Chirurgie: Si les os et les tendons ne guérissent pas correctement, la chirurgie peut être nécessaire mais n’est presque jamais utilisée. Une intervention chirurgicale n’est nécessaire que dans les très rares cas où un traumatisme entraîne un déplacement osseux, voire un arrachement, ou des calcifications intra tendineuses.

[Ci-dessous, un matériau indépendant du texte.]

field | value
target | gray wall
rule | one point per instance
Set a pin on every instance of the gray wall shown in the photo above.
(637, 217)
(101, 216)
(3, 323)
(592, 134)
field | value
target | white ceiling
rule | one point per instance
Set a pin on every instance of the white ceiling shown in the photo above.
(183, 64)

Prévention de la Maladie d'Osgood-Schlatter
En prévention, il convient d’adapter l’activité sportive dès l’apparition des premières douleurs (qui sont un signal d’alerte dont il faut tenir compte), et de ménager des temps de récupération pour éviter que le phénomène ne s’amplifie. Le port d’une genouillère peut également aider à moins solliciter le genou. Enfin, le choix du sport pratiqué pourra avoir une incidence.
Complications Possibles
Les complications sont rares mais peuvent inclure des douleurs chroniques ou un gonflement localisé. Dans de rares cas, on observe un retrait de la plaque de croissance de l’os du tibia. Continuer le sport, en ayant la maladie d’Osgood-Schlatter, peut entraîner un arrachement total de la tubérosité. Cela entraîne une immobilisation définitive de l’enfant jusqu’à l’âge de 15 ans où une intervention chirurgicale sera nécessaire (fixation mécanique de la TTA au tibia). Il arrive parfois que suite à la guérison, on observe une hypertrophie de la TTA, préjudiciable sur le plan esthétique. Également, des calcifications intra-tendineuses du tendon rotulien peuvent être observées, provoquant ainsi une tendinopathie chronique du tendon rotulien. Ces conséquences peuvent se manifester tardivement, à l’âge adulte, après un choc, par exemple.
Évolution et Guérison
La maladie d’Osgood-Schlatter se guérit naturellement à la fin de la croissance de l’enfant. Sans traitement spécifique, l’enfant devra arrêter totalement le sport jusqu’à la disparition de la douleur. La période d’arrêt est comprise entre 6 et 18 mois, selon l’évolution. Un délai qui peut être délicat à gérer pour les sportifs de haut niveau, ou les adolescents particulièrement actifs. Car si l’on ne se met pas au repos, la guérison peut être retardée, et les symptômes gagner en intensité. Il faut respecter la règle de la non-douleur. La résolution se fait normalement dans les 2 ans (80% à 1 an) suivant la fin de la croissance. Les échecs sont souvent liés au défaut d’observance.